I'd like to comment on what I think the mechanism is that causes increased prevalence of Hashimoto's thyroiditis and thyroid cancer in ME/CFS. It's based on the Glutathione Depletion--Methylation Cycle Block hypothesis for ME/CFS.
It's known that the thyroid gland normally produces hydrogen peroxide as part of the process of making thyroid hormones. Normally the reactions with hydrogen peroxide are caused to occur just outside the thyroid cells, and the interiors of the cells are protected from oxidative stress by glutathione.
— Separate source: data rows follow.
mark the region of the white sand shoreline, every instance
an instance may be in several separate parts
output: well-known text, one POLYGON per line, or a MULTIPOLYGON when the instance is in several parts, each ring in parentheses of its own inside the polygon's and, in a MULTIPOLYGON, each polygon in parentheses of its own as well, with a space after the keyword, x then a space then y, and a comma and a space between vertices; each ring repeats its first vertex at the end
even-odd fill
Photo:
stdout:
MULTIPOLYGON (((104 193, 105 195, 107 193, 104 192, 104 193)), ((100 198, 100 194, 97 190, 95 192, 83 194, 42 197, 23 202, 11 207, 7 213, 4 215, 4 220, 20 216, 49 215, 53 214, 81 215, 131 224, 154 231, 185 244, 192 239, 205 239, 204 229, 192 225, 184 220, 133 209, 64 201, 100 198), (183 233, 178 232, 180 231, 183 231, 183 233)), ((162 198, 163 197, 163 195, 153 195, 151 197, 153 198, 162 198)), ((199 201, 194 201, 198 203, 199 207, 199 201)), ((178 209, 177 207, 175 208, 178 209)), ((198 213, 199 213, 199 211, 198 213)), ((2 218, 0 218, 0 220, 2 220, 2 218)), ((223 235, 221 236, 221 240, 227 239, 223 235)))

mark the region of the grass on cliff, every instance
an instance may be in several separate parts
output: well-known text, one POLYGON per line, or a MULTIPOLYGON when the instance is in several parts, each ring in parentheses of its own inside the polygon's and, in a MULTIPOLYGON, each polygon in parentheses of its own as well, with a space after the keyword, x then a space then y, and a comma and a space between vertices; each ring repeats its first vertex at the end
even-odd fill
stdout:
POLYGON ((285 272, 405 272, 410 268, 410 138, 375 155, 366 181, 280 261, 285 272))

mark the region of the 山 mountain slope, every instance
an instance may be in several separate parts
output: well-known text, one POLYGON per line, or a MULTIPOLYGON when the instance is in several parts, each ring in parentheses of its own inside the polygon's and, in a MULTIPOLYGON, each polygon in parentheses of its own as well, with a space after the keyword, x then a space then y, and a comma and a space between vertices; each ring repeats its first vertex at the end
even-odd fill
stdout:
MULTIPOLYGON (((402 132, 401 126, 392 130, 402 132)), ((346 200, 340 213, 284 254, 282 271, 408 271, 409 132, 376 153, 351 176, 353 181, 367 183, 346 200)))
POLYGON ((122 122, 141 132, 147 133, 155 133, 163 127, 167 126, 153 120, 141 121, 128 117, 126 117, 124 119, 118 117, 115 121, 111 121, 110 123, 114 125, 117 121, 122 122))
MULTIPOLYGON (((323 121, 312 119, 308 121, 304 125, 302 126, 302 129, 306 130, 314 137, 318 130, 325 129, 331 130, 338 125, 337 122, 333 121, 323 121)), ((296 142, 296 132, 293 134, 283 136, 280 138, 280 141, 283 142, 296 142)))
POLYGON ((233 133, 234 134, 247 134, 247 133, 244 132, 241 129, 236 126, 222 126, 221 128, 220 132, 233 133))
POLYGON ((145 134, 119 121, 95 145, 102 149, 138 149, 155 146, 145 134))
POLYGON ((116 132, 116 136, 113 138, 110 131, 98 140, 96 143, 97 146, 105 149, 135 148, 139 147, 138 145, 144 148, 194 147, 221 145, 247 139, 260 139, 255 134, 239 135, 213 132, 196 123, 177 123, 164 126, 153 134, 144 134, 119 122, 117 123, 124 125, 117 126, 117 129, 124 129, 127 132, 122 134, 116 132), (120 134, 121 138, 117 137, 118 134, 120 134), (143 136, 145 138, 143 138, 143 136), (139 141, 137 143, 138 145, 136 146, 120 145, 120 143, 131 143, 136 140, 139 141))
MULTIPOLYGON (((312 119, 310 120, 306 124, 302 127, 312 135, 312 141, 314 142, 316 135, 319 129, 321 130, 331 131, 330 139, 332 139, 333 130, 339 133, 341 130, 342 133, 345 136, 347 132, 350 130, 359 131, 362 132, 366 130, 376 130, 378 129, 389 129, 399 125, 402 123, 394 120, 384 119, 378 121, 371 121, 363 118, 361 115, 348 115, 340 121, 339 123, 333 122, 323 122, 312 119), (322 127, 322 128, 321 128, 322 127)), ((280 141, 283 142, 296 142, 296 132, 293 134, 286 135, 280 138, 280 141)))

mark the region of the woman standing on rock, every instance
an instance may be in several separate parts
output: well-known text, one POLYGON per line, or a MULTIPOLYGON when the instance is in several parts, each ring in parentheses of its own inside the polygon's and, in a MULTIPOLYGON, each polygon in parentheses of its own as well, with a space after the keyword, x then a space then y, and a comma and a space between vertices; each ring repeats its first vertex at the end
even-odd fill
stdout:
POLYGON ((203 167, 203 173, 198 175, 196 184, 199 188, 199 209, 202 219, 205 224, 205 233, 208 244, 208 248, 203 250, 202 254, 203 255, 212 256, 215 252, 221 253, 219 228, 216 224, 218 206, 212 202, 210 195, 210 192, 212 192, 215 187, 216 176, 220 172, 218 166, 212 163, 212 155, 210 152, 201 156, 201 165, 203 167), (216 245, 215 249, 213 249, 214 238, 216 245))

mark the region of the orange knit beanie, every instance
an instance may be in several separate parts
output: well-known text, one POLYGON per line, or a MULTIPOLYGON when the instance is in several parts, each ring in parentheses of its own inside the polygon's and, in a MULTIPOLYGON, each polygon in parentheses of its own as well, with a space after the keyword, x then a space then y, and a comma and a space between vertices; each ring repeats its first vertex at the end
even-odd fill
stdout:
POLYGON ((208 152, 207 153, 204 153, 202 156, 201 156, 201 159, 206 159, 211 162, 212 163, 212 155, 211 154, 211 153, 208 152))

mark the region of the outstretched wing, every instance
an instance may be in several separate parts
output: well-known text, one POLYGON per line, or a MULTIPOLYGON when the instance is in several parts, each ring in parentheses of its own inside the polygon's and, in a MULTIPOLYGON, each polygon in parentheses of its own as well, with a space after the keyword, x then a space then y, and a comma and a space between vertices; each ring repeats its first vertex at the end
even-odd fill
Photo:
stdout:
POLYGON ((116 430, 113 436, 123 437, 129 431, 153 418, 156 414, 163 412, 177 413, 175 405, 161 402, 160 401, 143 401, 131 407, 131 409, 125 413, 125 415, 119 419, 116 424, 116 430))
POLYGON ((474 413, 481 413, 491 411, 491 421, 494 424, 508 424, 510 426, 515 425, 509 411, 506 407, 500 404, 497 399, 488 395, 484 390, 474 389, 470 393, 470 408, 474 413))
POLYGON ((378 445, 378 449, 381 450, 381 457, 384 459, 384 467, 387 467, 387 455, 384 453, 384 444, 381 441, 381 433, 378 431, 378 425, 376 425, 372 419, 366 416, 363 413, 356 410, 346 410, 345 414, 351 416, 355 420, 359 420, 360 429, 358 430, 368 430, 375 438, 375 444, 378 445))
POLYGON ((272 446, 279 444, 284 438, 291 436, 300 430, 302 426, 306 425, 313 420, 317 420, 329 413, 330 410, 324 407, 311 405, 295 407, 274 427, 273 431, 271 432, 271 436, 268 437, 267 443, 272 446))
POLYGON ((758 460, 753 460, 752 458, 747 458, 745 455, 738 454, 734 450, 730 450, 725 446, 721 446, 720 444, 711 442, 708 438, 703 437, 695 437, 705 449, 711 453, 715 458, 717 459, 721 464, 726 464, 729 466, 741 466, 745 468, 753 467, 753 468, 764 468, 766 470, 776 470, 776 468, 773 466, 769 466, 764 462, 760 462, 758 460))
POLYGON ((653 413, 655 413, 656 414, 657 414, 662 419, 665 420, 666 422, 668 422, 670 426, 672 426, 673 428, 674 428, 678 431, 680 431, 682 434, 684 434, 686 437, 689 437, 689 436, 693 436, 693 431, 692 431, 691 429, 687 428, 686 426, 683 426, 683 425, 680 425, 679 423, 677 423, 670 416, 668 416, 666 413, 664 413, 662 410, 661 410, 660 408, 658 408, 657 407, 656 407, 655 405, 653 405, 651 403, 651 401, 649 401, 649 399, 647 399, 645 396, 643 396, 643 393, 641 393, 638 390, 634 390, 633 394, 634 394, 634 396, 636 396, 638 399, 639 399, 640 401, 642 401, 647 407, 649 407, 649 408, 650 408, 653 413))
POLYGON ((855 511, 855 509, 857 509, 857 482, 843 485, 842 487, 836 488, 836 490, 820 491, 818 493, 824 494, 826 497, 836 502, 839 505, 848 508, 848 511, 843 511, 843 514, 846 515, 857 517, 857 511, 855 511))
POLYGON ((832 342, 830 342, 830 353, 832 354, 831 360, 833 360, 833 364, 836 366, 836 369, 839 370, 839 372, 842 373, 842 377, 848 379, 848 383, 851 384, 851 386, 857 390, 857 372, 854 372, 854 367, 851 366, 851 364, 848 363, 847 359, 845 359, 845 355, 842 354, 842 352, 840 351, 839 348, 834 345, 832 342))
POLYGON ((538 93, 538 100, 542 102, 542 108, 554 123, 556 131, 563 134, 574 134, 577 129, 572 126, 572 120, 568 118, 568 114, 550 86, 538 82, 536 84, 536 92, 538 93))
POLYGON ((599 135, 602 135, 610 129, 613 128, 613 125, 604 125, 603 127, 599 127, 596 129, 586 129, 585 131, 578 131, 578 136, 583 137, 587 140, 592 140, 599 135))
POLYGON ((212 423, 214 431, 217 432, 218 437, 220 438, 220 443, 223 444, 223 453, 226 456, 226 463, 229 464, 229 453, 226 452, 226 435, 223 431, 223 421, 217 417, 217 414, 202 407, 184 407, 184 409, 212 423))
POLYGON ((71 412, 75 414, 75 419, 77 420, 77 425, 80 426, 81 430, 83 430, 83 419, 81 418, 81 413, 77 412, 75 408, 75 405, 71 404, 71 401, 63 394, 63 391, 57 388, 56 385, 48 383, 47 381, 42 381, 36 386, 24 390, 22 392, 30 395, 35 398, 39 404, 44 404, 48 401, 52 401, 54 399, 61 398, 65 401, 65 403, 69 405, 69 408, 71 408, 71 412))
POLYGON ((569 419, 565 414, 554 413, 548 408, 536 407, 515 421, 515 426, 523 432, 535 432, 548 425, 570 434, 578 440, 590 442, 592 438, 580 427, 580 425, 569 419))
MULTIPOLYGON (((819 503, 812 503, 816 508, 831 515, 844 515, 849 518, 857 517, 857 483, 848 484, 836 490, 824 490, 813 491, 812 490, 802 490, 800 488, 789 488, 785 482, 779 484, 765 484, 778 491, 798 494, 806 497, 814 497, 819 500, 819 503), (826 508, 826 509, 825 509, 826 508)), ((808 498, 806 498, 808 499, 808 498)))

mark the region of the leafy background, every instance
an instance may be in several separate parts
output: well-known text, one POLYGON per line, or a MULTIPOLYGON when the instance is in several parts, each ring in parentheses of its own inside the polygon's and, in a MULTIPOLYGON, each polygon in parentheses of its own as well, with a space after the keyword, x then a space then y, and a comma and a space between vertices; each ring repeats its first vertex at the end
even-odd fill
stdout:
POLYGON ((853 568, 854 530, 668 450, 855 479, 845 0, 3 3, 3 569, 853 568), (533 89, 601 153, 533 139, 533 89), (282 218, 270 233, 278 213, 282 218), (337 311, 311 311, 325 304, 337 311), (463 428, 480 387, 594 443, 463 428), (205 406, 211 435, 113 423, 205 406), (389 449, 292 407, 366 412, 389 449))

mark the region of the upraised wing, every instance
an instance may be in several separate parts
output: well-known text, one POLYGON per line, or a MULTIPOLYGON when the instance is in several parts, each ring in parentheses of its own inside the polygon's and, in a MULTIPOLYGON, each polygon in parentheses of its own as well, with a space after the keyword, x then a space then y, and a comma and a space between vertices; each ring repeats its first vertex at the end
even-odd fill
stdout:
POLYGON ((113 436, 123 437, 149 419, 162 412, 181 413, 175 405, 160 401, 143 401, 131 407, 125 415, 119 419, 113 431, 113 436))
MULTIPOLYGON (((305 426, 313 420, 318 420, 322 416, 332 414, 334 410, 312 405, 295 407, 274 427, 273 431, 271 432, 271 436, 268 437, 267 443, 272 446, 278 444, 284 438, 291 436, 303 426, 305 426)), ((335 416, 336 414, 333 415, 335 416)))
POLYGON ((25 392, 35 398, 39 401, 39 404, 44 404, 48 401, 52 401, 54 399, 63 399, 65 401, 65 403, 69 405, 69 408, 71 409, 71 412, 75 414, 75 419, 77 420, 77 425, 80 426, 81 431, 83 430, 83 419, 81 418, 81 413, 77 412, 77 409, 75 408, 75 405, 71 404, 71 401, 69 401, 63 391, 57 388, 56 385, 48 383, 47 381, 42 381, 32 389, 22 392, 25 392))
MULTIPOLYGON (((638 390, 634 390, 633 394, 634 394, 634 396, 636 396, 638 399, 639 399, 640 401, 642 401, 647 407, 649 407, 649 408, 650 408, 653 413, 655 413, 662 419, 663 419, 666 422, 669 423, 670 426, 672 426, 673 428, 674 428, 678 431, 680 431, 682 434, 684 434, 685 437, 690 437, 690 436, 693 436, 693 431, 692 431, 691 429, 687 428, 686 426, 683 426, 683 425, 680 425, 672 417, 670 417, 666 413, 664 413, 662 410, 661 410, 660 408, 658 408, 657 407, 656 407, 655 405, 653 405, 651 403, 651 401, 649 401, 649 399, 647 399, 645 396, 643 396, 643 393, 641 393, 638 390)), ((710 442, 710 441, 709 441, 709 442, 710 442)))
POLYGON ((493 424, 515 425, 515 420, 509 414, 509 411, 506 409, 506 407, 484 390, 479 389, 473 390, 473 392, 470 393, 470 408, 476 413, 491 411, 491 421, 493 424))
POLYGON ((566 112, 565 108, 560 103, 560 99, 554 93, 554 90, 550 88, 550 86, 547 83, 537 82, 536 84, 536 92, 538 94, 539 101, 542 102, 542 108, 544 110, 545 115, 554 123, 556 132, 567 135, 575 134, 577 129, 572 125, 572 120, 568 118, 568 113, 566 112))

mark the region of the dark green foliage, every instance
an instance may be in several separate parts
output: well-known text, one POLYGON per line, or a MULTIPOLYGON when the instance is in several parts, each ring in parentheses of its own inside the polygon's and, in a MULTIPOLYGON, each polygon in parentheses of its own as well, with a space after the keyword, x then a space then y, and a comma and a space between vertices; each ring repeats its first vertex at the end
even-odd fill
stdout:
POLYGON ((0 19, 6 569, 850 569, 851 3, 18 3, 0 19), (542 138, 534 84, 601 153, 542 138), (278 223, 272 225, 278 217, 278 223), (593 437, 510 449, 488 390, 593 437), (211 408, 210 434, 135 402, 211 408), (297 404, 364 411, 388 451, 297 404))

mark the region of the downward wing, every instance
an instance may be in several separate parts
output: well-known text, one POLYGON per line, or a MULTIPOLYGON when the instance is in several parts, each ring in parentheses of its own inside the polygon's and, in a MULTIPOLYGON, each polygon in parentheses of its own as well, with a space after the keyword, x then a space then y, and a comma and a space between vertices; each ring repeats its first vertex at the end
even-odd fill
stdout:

According to the GD-MCB hypothesis (this part adopted from the work of Duthoit et al.), glutathione becomes depleted in the thyroid gland, as it does in certain other organs, tissues and cells of the body. The thyroid cells thus lose their protection against oxidative stress. Some of the hydrogen peroxide (being a neutral molecule) is able to diffuse into the cells. Without sufficient antioxidant protection, the resulting reactive oxidative species react with proteins, lipid membranes, and DNA. The reactions with proteins provoke autoimmune reactions, and this constitutes Hashimoto's autoimmune thyroiditis. Reactions with DNA can produce mutations that lead to thyroid cancer.
There have been some cases of Hashimoto's in ME/CFS that have apparently been reversed by methylation treatment, judging from reports that less or no thyroid hormone supplementation was needed after this treatment was begun. This would be consistent with the above hypothesis.